At the fourth window, I shouted to the broken sword. Shadowy figures sped up the bare slope of rock toward us. The Bone Men surged together in clattering alarm—too late. Two people darted through a gap in their line and scrambled up the steps into the Blockhouse. Someone flung her arms around my neck—solid, fleshy arms—and squealed in my ear, “God, Amy, are you okay?”


Claudia
? Where did you come from?”

“Prince Kavian,” Rachel announced, “we have something that belongs to you.”

Claudia pulled off her doggie purse and upended it. The moorim hung on inside the bag, but a little heap of junk fell out into Claudia's palm.

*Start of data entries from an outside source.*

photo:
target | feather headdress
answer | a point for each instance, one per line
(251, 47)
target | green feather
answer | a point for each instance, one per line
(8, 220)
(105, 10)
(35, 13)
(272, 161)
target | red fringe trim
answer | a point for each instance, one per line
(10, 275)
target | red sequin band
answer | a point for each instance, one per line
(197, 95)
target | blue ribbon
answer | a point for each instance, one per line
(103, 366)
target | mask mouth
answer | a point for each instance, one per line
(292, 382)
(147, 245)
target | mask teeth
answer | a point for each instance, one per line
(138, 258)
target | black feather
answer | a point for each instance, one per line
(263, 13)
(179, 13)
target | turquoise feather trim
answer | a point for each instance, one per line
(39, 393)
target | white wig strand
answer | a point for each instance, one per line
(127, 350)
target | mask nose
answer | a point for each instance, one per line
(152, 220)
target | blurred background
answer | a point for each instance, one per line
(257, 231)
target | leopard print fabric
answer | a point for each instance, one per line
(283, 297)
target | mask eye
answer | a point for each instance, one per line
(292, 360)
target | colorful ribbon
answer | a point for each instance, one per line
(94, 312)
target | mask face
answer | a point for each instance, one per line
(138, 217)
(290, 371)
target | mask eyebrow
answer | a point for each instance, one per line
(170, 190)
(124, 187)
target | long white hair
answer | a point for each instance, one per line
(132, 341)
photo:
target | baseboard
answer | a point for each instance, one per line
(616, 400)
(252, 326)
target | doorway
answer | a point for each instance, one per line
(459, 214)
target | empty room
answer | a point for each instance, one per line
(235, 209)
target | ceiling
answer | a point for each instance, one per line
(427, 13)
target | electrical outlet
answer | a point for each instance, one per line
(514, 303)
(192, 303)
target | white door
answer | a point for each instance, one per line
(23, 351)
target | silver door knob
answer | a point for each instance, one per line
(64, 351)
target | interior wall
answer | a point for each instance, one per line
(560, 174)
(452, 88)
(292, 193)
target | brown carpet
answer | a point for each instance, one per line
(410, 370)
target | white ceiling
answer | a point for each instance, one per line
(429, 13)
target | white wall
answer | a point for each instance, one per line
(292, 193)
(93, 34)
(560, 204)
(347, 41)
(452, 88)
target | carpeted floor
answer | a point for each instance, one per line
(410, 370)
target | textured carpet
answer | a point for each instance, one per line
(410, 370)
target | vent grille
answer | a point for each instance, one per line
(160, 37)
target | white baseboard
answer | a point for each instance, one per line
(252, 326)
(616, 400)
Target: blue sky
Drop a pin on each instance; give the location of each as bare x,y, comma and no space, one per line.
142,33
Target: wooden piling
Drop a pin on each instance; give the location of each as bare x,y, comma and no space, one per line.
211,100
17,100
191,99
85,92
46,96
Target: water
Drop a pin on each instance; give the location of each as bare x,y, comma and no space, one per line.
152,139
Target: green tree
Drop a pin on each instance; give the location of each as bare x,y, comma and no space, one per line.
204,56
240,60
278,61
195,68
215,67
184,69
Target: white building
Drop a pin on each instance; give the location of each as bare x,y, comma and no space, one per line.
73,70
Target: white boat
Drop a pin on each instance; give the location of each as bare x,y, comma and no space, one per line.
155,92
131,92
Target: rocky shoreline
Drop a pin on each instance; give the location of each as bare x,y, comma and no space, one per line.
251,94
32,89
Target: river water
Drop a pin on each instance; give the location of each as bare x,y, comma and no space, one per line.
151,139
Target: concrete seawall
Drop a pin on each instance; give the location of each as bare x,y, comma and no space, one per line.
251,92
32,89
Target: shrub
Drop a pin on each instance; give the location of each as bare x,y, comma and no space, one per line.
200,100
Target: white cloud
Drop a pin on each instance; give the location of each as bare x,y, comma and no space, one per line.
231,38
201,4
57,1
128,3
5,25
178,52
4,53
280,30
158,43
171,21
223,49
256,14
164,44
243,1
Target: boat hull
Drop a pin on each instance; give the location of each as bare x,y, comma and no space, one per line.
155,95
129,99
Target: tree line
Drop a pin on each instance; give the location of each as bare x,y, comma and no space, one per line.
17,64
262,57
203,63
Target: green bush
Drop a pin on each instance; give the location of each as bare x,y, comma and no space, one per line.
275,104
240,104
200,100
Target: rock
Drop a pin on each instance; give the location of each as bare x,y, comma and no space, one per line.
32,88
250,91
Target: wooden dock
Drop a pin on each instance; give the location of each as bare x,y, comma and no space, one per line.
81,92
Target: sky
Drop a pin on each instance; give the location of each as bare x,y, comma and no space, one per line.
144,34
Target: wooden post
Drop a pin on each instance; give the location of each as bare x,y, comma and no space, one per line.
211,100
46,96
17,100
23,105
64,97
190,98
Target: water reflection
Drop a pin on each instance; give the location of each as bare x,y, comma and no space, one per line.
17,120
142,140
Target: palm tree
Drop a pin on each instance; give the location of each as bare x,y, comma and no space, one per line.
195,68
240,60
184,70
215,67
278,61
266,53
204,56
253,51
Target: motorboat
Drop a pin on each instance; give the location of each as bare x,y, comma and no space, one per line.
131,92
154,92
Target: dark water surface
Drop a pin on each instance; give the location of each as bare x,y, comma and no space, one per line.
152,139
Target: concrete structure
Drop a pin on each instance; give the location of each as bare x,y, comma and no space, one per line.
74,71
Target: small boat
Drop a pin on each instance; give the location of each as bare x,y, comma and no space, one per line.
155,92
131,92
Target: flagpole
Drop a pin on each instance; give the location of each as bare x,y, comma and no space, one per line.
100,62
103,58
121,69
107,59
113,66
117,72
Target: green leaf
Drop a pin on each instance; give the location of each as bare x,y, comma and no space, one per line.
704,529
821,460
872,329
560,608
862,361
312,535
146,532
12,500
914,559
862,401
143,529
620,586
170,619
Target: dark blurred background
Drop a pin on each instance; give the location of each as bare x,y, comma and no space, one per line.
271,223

It took me a minute to recognize the fragments of the pocketknife.

Kevin groaned. “The Farsword! But
look
at it!” He said it as if he hardly remembered that he was the one who had smashed it.

Rachel sank into a crouch in the doorway, looking out. “Whoo!” she said, “that was close! We used the secret stair up the cliff to this place. My little brothers discovered it last year in the real park.”

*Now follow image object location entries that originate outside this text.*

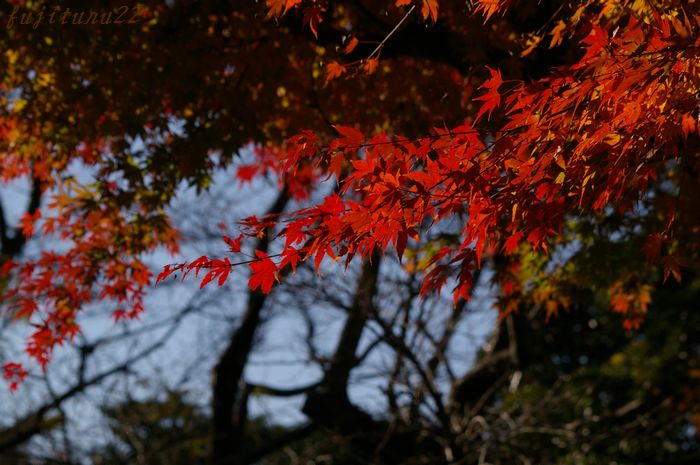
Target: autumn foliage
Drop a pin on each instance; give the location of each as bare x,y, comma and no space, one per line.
595,132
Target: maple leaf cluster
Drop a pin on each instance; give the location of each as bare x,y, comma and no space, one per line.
589,136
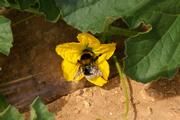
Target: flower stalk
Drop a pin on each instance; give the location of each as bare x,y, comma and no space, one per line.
124,86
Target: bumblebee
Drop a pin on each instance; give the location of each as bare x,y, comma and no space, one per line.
87,65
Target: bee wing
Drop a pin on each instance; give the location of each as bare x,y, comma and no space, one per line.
79,75
95,73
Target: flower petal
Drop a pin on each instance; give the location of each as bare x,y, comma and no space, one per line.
70,70
70,51
99,81
104,68
88,40
105,51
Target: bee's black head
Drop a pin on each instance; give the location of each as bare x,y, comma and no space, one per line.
87,54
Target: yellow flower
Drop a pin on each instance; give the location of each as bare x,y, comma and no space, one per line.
88,59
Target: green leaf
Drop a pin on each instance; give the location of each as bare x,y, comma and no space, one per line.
11,113
40,112
155,54
6,37
91,15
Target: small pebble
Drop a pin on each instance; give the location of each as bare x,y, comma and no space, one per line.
86,104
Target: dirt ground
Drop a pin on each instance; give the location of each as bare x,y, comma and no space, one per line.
33,69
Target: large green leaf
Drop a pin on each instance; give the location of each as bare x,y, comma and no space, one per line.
91,15
11,113
40,112
156,54
6,37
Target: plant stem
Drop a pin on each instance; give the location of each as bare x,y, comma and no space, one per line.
120,31
124,86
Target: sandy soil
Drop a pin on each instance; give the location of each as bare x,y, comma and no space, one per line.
32,70
156,101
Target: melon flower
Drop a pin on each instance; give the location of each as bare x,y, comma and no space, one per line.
88,59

Kevin said, “What secret stair? I never put a secret stair here!”

Rachel grinned. She looked high and fierce, with her blonde hair in a wild and dirty tangle on her shoulders. “Well, somebody did.”

I glanced at Kevin. “An escape route for the White One? Just in case?”

“He'd have set Bone Men to guard it,” he said.

“Maybe he did,” Rachel said, “but they forgot. I bet it's hard to think of everything when there's nothing in your skull but some old dirt.”

“It's been so exciting,” Claudia gushed. “The moorim led us to the Brangle, and the Branglefolk loaned us a boat that went through this secret water-passage underground.”
A tunnel,
I thought,
another of the park transverses, probably.
“Amy, you should have been there. These incredible creatures pulled us right across this ocean, they ran along the bottom and towed us so fast. Then the sword heard you calling—”

“How did you get the pieces?” I asked, astonished. “We left them scattered all over the place.”

Rachel said, “The moorims collected all the bits and brought them to the Branglemen. Your friend Scarneck said I was a Princess in gold if ever he saw one, and he handed over the pieces.”

“Kevin, you hear that?” I asked.

Claudia corrected me. “We should call him Prince Kavian.” She sounded smitten. Wonderful.

“But look at it,” Kevin said again. “It's ruined.”